Le filigrane TikTok présent sur cette vidéo a permis d’identifier le compte Kanumba DRC comme étant le premier à avoir diffusé ce contenu. En analysant ce compte qui appartient en réalité à Chance Muhima, un cinéaste connu à Goma, Vunja Uongo a relevé une forte tendance à une propagande pro-FARDC. Un détail suffisant pour éveiller les soupçons autour de l’authenticité de la vidéo.
L’analyse via l’outil InVid We Verify a révélé que la vidéo n’avait aucun lien avec la RDC. Les résultats ont établi qu’elle provenait de Birmanie (Myanmar), filmée fin septembre 2025, lors de frappes menées par la junte birmane dans le canton de Naung Cho, dans l’État Shan. Des versions identiques de cette vidéo avaient déjà circulé sur des pages Facebook et YouTube birmanes au début du mois d’octobre, soit plusieurs jours avant son détournement. Une recherche par mots-clés avec ces détails ont également permis de retrouver une autre vidéo du même endroit mais prise bien avant les bombardements. L’auteur précise qu’il s’agit bien de la Birmanie.

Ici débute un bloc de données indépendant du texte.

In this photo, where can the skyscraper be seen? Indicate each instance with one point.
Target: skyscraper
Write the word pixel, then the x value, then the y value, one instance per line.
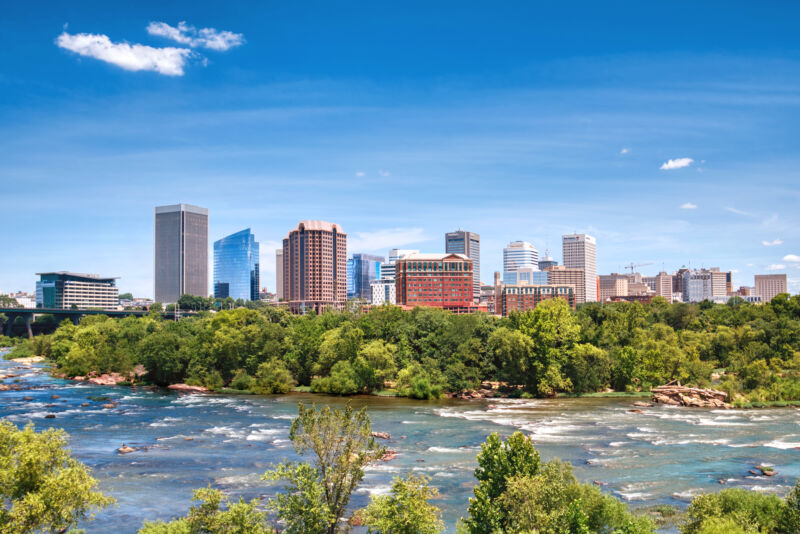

Des journalistes de terrain basés dans l’Est de la RDC ont confirmé au Studio Hirondelle que plusieurs éléments visuels – dont une antenne visible dans le plan – ne correspondaient pas à l’environnement de l’Est congolais. « Cette antenne visible sur la vidéo n’est pas dans l’Est de la RDC », a expliqué l’un d’eux sous le sceau d’anonymat, pour raison d’intégrité.
Des soldats indonésiens présentés comme des combattants du M23

Sur le réseau social X, deux photos publiées par un compte pro-M23 – partagé ici – prétendaient montrer des rebelles se préparant à lancer une offensive. Rapidement, les mêmes images ont été récupérées par des comptes favorables aux FARDC pour dénoncer une prétendue nouvelle incursion de l’armée rwandaise. Une recherche d’images inversées a établi que les photos sont en réalité des captures issues d’une vidéo YouTube. A l’aide de Wizard AI, un outil d’intelligence artificielle capable d’analyser la langue d’une vidéo, Vunja Uongo a pu détecter que la langue utilisée dans la vidéo originale est le bahasa indonésien.
Ce détail a rendu possible une recherche par mots-clés, prouvant qu la séquence provient d’un exercice militaire de l’armée nationale d’Indonésie (TNI), organisé en janvier 2025 dans le district de Wonogiri (Java central). L’activité concernait 636 élèves-soldats de l’armée de l’air, en formation sur des épreuves de tir, de franchissement et de survie. Rien à voir avec la RDC. Une vidéo du même exercice, prise sous un autre angle, confirme cette version.
La fausse annonce du retour des FARDC à Kavumu
Sur la même période, une autre rumeur a annoncé que l’aéroport de Kavumu, à l’entrée de Bukavu, aurait été « repris par les FARDC et les Wazalendo ». Le message, largement relayé par des comptes pro-gouvernementaux, annonçait même que le « couloir menant à Bukavu était désormais entièrement sécurisé ». Vunja Uongo a contacté des journalistes locaux qui ont formellement démenti. « Je viens du parking de Kavumu, il y a toujours des éléments du M23 et la situation est calme », a confié un reporter sur place. Pour des raisons de sécurité, son identité n’a pas été révélée.
Sur Internet, la désinformation autour du conflit dans l’Est connaît une montée en puissance, nourrie d’images détournées, de légendes manipulées et de rumeurs virales. Dans cette bataille de l’espace numérique, les FARDC et le M23 cherchent à imposer leur récit et à influencer l’opinion, parfois au détriment de la vérité. Dans cette guerre invisible, chaque image devient une arme. Face à ce déferlement, la vigilance reste la meilleure défense. Avant de partager un contenu, il est important de vérifier sa source, son contexte et sa date.
La rumeur de la semaine est une rubrique pour décrypter les fausses informations qui circulent sur nos réseaux sociaux et au sein de nos communautés locales sur le terrain.